Chunked Data Shapley: A Scalable Dataset Quality Assessment for Machine Learning
This work addresses the problem of scalable dataset quality assessment for machine learning practitioners, offering a practical solution for large tabular datasets, though it is incremental as it builds on existing Shapley approximations.
The paper tackles the challenge of scaling Data Shapley computations for large datasets by introducing Chunked Data Shapley (C-DaSh), which divides datasets into chunks and uses optimized methods to estimate contributions, achieving speedups of 80x to 2300x while maintaining accuracy in detecting low-quality data.
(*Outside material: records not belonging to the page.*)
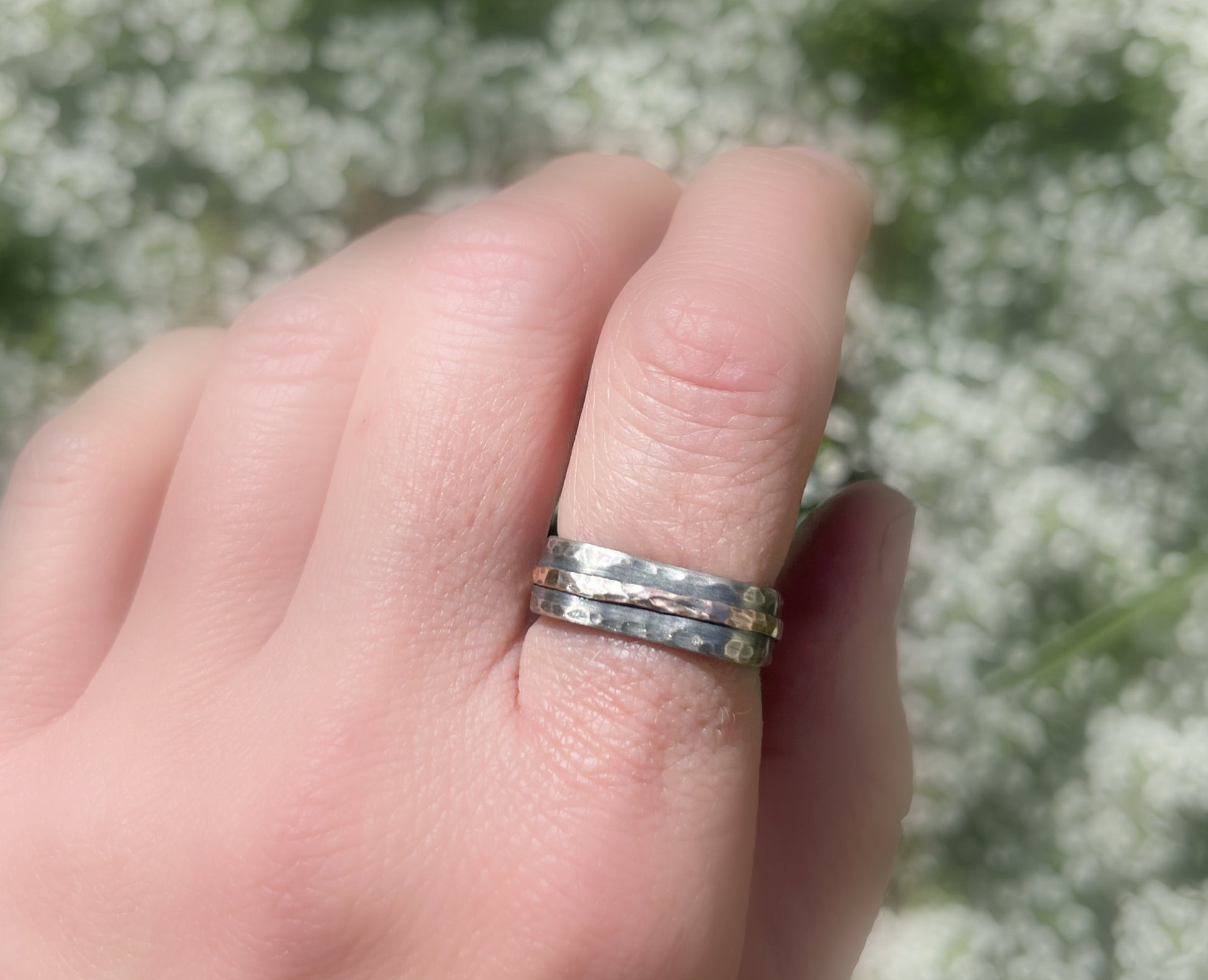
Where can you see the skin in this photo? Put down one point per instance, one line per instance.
(272, 704)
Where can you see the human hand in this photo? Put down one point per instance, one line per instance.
(272, 704)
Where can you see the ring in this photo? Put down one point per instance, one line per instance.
(661, 603)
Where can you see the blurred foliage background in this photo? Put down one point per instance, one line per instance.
(1027, 352)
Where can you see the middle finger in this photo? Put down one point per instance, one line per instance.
(457, 444)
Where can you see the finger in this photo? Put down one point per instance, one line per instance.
(835, 778)
(246, 500)
(78, 520)
(708, 397)
(458, 441)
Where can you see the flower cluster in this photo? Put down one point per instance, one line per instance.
(1027, 353)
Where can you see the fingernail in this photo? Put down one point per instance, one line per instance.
(895, 557)
(831, 161)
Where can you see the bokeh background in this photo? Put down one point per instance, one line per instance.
(1027, 354)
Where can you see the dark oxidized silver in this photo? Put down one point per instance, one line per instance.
(710, 638)
(593, 560)
(661, 603)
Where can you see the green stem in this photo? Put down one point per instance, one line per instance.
(1097, 630)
As the volume and diversity of available datasets continue to increase, assessing data quality has become crucial for reliable and efficient Machine Learning analytics. A modern, game-theoretic approach for evaluating data quality is the notion of Data Shapley which quantifies the value of individual data points within a dataset. State-of-the-art methods to scale the NP-hard Shapley computation also face severe challenges when applied to large-scale datasets, limiting their practical use. In this work, we present a Data Shapley approach to identify a dataset's high-quality data tuples, Chunked Data Shapley (C-DaSh). C-DaSh scalably divides the dataset into manageable chunks and estimates the contribution of each chunk using optimized subset selection and single-iteration stochastic gradient descent. This approach drastically reduces computation time while preserving high quality results. We empirically benchmark our method on diverse real-world classification and regression tasks, demonstrating that C-DaSh outperforms existing Shapley approximations in both computational efficiency (achieving speedups between 80x - 2300x) and accuracy in detecting low-quality data regions. Our method enables practical measurement of dataset quality on large tabular datasets, supporting both classification and regression pipelines.